Jouis des plaisirs de la royauté, fais des dons, propage ta
gloire à travers le monde, - mais quitte cette passion de la
chasse, ce jeu cruel de la mort ! A quoi bon provoquer le malheur
avec une forme d'activité qui affole pareillement l'homme qui
tue et l'animal qui est tué ? Ne sais-tu pas ce qu'il advint
à Pându ? »
Le roi Candrâvaloka, qui avait écouté les paroles
de l'ascète Kanva, les accueillit avec joie, car il savait
ce qu'il avait à gagner: « O révérend,
répondit-il, vous m'avez instruit : c'est une grande grâce
que vous m'octroyez. Je vais cesser de chasser, afin que les créatures
vivantes n'aient plus à avoir peur. »
L'ermite dit alors : « Je suis satisfait de la sécurité
que tu promets ainsi aux créatures.
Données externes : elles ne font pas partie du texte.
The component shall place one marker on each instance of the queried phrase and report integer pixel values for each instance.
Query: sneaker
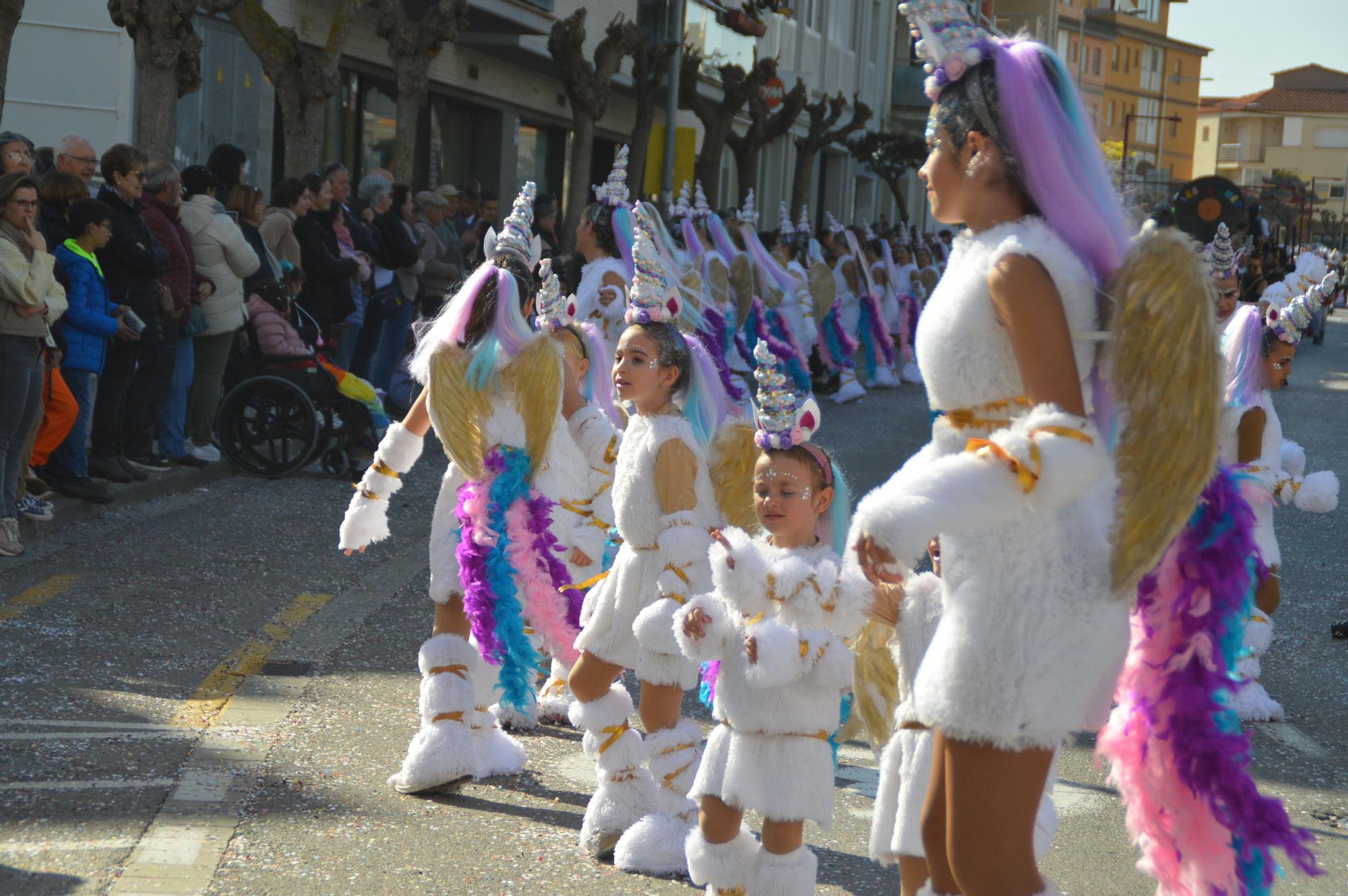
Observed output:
(83, 488)
(107, 468)
(10, 538)
(152, 463)
(208, 453)
(133, 471)
(36, 509)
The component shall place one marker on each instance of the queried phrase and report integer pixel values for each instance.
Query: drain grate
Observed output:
(286, 668)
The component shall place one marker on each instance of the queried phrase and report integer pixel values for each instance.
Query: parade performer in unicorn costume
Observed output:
(605, 238)
(1045, 526)
(665, 509)
(494, 393)
(777, 620)
(1258, 355)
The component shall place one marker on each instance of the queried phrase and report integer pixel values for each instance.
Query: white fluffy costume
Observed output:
(664, 509)
(907, 763)
(479, 426)
(1032, 639)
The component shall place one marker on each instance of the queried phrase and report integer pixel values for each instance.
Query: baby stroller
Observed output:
(281, 414)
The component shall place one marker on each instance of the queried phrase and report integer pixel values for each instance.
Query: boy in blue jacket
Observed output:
(90, 323)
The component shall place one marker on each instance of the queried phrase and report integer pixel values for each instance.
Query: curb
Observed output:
(72, 510)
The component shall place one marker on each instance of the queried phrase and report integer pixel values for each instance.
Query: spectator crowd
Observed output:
(123, 302)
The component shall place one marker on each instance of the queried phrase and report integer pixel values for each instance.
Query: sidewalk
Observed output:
(71, 511)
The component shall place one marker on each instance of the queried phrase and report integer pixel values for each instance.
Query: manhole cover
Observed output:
(286, 668)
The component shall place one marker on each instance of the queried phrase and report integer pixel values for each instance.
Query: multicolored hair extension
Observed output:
(721, 238)
(1173, 743)
(506, 336)
(1242, 354)
(1058, 154)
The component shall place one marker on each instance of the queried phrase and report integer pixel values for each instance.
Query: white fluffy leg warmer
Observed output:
(723, 868)
(1252, 701)
(625, 790)
(656, 844)
(495, 753)
(791, 875)
(441, 754)
(556, 700)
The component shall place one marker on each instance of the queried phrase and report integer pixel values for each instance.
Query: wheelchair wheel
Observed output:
(269, 426)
Choisis donc une faveur
de moi. »
A ces mots de l'ermite, le roi, comprenant que l'instant était
venu : « Si vous êtes satisfait, dit-il, donnez-moi en
mariage votre fille Indivaraprabhâ. »
Alors, quand la jeune fille fut revenue du bain, l'ermite la donna
au roi qui avait présenté cette requête. Étant
née d'une nymphe céleste, elle était bien digne
de lui. Le mariage eut lieu bientôt. Le roi emmena la jeune
épouse Indivaraprabhâ, que les femmes des ermites avaient
parée pour la circonstance. Les ascètes en pleurs lui
firent escorte jusqu'aux limites de l'ermitage. Le roi Candrâvaloka
monta à cheval et partit en hâte.
Comme lassé d'avoir vu se prolonger les événements
de cette journée, le Soleil alla se reposer au sommet du mont
du Couchant. On vit arriver la Nuit peu à peu, telle une femme
aux yeux de gazelle qui va au rendez-vous, affolée d'amour
et se cachant sous le voile foncé des ténèbres.
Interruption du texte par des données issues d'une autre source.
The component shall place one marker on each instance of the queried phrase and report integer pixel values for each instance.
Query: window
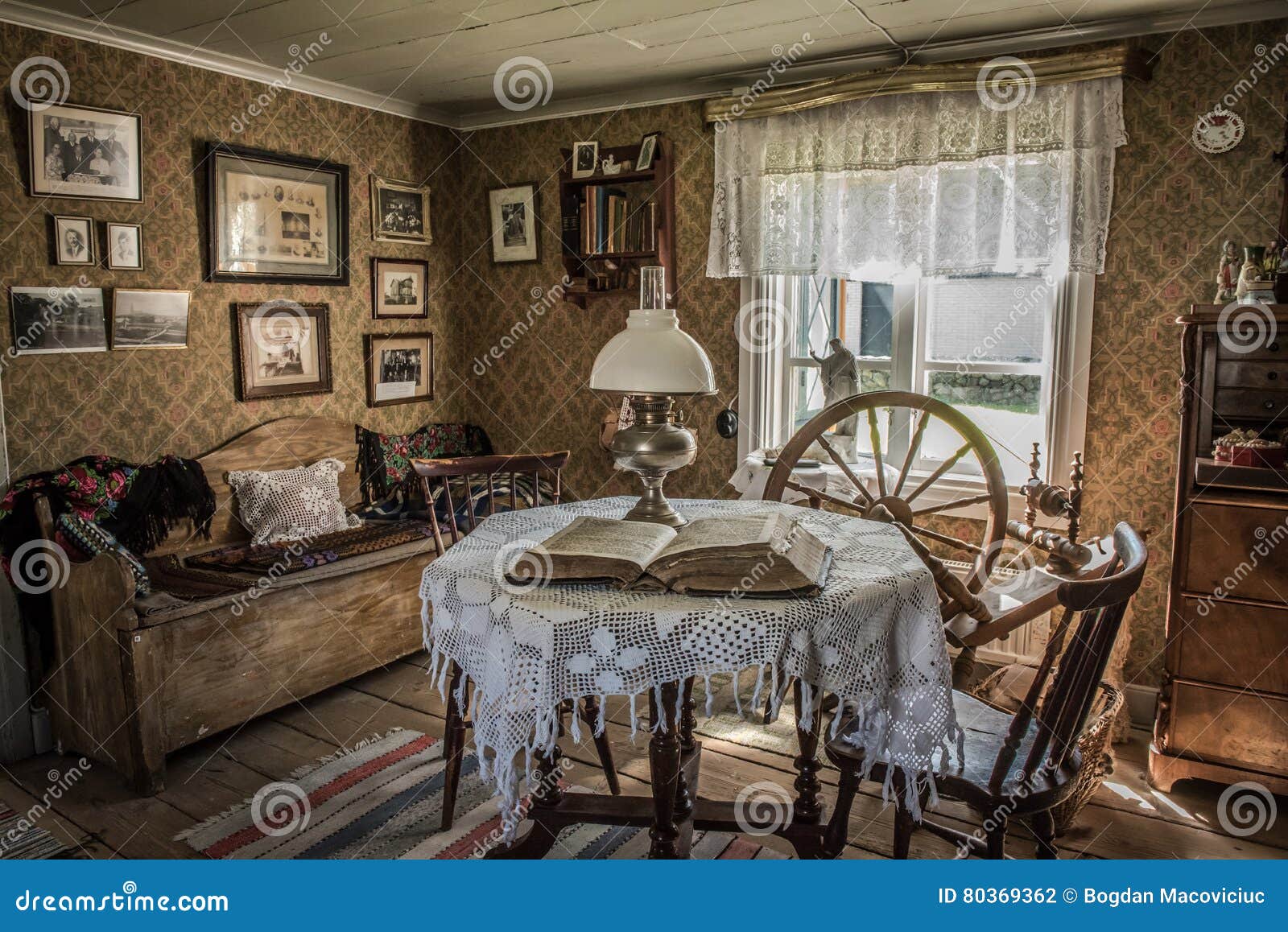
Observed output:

A ce moment le roi trouva sur sa route un arbre asvattha, au bord
d'un étang dont l'eau était pure comme le cœur
d'un homme vertueux. Voyant qu'il y avait là un pré
entouré de branchages bien feuillus qui lui faisaient une ombre
dense, il décida d'y passer la nuit. Il descendit de son cheval,
lui donna du fourrage et de l'eau et se reposa sur le sable au bord
de l'étang, jouissant de la brise qui s'élevait de l'eau.
Puis il fit un lit de fleurs au pied de l'arbre et s'y coucha avec
sa bien-aimée, la fille de l'ermite. Soudain la Lune apparut,
écartant le manteau des ténèbres. Elle saisit
et baisa le front de l'Orient; toutes les Régions du ciel furent
aussitôt libérées de l'obscurité ; embrassées
par les rayons lunaires qui les envahissaient, elles resplendissaient,
n'ayant plus d'excuse à leur timidité. En même
temps les rayons se frayaient une voie à travers les lianes
et les feuillages, éclairant l'espace au pied de l'arbre comme
des lampes à huile serties de gemmes.
Le roi embrassa Indivaraprabhâ et savoura une fête de
volupté délicieuse, rendue plus désirable encore
par la nouveauté même de leur commerce charnel. En même
temps que ses voiles, il écartait doucement la pudeur de la
jeune femme, mordait avec ses dents à la fois ses lèvres
et son innocence, traçait avec ses ongles un collier de rubis
- telles les vingt-sept constellations - sur ses seins, ses seins
semblables aux bosses frontales de cet éléphant qu'est
la jeunesse. Et sans cesse il lui baisait les lèvres, les joues,
les yeux, buvant partout à même le torrent de nectar
de sa beauté. Ainsi le roi avec son amante passa la nuit dans
le plaisir des jeux amoureux. La nuit lui parut un instant.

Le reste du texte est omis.